Our final dinner together was at the ritzy Brasserie Excelsior, and they had a vegetarian set menu! With a choice of two things for each course! And the conversation was tasty too!


Sunday 24th
A last walk through Parc de la Pépinière to admire Rodon's sculpture of Claude Lorrain again. We then had a couple of free hours before minibuses took us to the station, so the pair of us had a more lingering time in the Musée de Beaux Arts, and most of the rest of our group seemed to have the same idea.

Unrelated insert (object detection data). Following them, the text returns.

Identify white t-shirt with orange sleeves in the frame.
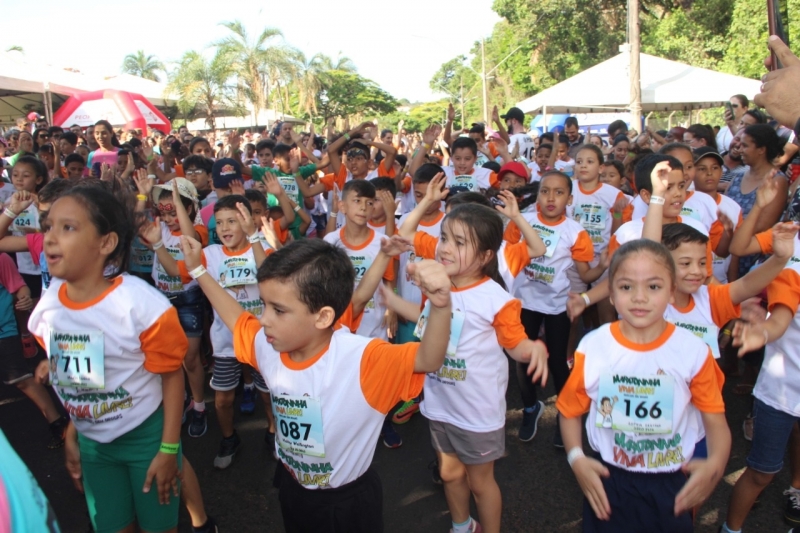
[397,212,444,304]
[178,244,264,358]
[753,263,800,416]
[608,216,714,276]
[444,167,497,192]
[514,213,594,315]
[714,194,742,283]
[325,228,394,340]
[567,181,625,255]
[153,222,208,293]
[418,276,528,433]
[664,284,742,359]
[556,322,725,474]
[233,313,425,490]
[28,274,189,443]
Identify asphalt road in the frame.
[0,366,789,533]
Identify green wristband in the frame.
[158,442,181,455]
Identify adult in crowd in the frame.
[717,94,750,151]
[500,107,534,161]
[564,117,585,159]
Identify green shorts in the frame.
[78,407,182,533]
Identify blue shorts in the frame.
[745,398,798,474]
[164,287,205,338]
[583,463,694,533]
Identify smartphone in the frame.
[767,0,789,70]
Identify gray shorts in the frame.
[211,357,269,392]
[428,420,506,465]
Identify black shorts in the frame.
[0,335,42,385]
[273,461,383,533]
[583,463,694,533]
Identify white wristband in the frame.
[567,446,586,466]
[189,265,207,279]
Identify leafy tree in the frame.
[122,50,165,82]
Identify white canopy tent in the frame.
[517,52,761,115]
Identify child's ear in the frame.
[314,305,336,330]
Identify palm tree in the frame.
[167,51,238,129]
[122,50,165,82]
[214,20,294,116]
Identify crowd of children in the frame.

Getting us to Gare Nancy and then on the train to Gare de l'Est and on the minibuses to Gare du Nord all went well and to plan. But then we found out that Eurostar had had power and  security problems, had cancelled a train, and that all was now delays and scrum-like queues. The stress was minimised by Julie and Justine coping and directing calmly, but not helped by some cliché entitled American mothers loudly fussing about our party of exhausted pensioners making better progress than them by taking to the groups line and pushing in front of us. I tried to politely introduce the concept of respect for elders but to no avail, one of them saying that they had issues too, and they sure did! We got back to London an hour and half late - a much better result than being stranded in Paris with a hungry cat at home waiting for his dinner, I'm sure you'll agree.